Tens of thousands of workers have walked out across industries in recent months to demand better working conditions and pay raises in line with inflation, which is still running at double digits in the U.K.
U.K. inflation slowed to 10.7% annually in November from a 41-year high of 11.1% in October, and the country’s independent Office for Budget Responsibility projects that British households are set to experience their sharpest fall in living standards on record.
Sunak told reporters during a visit to a London school last Friday that he is seeking a “grown up, honest conversation with union leaders about what is responsible, what is reasonable and what is affordable for our country when it comes to pay,” according to Reuters.
The legislation, which Sunak’s government plans to introduce in Parliament within the next few weeks, would allow bosses to sue unions for disruption and sack employees who participated in industrial action.
The full details of the plan may be laid out as soon as Thursday, according to The Times newspaper, but the initial announcement was met with outrage by union leaders.
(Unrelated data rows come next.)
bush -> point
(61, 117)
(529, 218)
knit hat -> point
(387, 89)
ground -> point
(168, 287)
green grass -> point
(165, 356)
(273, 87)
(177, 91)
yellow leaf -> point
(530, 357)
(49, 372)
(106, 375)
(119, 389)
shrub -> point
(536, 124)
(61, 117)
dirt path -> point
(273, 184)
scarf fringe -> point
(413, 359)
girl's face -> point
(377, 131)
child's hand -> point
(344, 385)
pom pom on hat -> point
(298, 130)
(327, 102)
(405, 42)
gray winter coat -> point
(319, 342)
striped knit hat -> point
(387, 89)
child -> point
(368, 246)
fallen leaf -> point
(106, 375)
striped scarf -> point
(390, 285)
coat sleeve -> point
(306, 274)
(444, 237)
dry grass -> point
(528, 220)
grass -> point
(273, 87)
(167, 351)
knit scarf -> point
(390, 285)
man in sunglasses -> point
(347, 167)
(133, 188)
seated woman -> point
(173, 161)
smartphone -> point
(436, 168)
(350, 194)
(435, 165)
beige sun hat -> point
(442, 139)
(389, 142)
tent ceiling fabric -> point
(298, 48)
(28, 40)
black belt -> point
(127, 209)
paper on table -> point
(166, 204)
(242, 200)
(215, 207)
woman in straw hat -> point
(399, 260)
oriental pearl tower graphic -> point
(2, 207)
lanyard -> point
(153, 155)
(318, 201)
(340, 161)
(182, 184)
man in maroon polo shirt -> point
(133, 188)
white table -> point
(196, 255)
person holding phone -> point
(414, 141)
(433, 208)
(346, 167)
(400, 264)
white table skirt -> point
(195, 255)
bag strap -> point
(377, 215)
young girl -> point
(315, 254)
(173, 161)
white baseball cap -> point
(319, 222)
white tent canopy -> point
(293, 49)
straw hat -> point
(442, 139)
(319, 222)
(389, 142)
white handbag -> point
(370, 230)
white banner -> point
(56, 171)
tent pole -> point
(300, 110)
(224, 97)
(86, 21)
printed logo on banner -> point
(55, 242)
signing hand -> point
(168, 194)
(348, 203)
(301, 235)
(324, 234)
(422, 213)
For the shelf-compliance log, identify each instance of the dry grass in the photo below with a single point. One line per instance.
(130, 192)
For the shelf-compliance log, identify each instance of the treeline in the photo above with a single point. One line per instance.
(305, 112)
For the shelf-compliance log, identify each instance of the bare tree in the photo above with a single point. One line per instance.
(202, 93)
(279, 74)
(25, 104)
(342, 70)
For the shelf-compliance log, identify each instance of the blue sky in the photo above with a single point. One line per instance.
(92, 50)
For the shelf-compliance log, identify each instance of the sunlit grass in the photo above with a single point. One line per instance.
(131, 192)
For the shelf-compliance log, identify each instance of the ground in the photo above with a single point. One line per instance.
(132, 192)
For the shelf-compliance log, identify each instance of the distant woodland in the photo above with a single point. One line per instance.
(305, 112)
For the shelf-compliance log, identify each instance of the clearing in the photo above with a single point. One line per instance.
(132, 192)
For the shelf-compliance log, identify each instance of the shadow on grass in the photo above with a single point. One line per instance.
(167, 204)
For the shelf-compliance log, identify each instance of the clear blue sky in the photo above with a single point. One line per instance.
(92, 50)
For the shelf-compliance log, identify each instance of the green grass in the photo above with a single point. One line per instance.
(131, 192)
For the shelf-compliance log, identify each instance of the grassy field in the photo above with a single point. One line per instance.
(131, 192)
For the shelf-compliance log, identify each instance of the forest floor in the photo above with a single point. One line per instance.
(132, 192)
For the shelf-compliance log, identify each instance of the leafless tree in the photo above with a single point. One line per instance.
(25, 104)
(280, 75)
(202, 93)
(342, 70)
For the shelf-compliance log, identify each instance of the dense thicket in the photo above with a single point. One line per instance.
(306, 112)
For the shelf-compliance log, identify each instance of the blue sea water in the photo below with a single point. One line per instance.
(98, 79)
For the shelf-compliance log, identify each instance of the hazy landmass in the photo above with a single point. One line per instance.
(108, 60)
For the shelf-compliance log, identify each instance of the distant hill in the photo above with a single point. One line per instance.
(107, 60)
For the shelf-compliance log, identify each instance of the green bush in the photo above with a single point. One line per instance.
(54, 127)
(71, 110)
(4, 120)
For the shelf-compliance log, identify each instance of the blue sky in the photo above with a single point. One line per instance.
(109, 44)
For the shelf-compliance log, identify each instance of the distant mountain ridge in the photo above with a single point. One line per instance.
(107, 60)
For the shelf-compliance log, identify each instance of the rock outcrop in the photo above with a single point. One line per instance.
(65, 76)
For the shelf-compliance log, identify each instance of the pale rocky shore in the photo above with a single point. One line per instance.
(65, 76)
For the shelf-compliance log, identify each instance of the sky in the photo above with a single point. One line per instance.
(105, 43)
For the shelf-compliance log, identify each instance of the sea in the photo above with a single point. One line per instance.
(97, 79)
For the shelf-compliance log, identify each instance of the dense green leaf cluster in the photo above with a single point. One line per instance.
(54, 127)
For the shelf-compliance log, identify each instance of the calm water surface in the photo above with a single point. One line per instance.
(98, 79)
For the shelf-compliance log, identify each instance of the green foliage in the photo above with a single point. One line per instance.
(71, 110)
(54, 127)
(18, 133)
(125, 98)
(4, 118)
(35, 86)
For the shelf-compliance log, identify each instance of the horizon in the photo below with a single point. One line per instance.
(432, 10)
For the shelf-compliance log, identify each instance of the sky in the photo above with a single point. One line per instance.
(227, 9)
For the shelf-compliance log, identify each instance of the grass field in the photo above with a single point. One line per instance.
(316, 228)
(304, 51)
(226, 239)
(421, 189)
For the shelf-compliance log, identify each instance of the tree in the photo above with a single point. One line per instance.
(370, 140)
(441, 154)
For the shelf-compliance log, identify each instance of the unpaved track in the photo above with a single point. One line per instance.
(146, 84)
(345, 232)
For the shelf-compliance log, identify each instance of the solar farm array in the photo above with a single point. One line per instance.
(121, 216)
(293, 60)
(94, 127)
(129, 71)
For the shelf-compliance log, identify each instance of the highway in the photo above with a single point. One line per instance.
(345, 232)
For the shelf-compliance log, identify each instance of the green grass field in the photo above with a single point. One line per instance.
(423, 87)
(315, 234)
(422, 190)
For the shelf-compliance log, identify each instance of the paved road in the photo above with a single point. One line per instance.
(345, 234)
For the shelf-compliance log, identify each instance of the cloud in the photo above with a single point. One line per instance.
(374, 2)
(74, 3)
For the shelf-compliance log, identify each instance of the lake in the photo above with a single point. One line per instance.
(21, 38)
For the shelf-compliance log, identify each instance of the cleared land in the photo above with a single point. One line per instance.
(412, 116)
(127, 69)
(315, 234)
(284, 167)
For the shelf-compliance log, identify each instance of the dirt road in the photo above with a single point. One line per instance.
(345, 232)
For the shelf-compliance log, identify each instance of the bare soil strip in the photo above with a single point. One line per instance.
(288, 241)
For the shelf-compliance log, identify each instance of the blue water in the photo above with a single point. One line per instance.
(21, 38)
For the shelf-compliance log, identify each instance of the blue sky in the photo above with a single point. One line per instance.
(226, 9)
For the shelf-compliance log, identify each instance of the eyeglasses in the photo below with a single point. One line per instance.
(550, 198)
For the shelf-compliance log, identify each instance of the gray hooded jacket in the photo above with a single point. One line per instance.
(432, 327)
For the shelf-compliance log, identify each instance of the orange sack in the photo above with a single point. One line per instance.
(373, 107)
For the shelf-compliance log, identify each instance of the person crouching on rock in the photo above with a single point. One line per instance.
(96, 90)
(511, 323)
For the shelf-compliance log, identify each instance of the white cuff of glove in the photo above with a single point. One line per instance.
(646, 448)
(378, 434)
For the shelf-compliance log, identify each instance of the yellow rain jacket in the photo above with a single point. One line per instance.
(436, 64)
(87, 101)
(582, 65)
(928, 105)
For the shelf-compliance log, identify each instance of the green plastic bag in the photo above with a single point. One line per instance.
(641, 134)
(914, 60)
Talks between the government and union leaders are scheduled for Monday, but Unite, one of the country’s largest unions which also represents NHS members including ambulance workers, accused Sunak of “misleading the British public” over pay negotiations.
A total of 2,600 Unite ambulance workers are set to strike on January 23.
The NHS is facing an unprecedented crisis, with hospitals full, patients lying in corridors and ambulances queueing outside emergency departments unable to offload patients or respond to new calls.
Prime Minister Sunak held an emergency meeting with health leaders over the weekend and told them that “bold and radical” action would be needed to guide the NHS through the crisis.
National rail networks have also been heavily disrupted by strikes over the past four weeks, with the latest 48-hour walkout by members of the Rail, Maritime and Transport Workers union resulting in only around one in five trains across Great Britain running.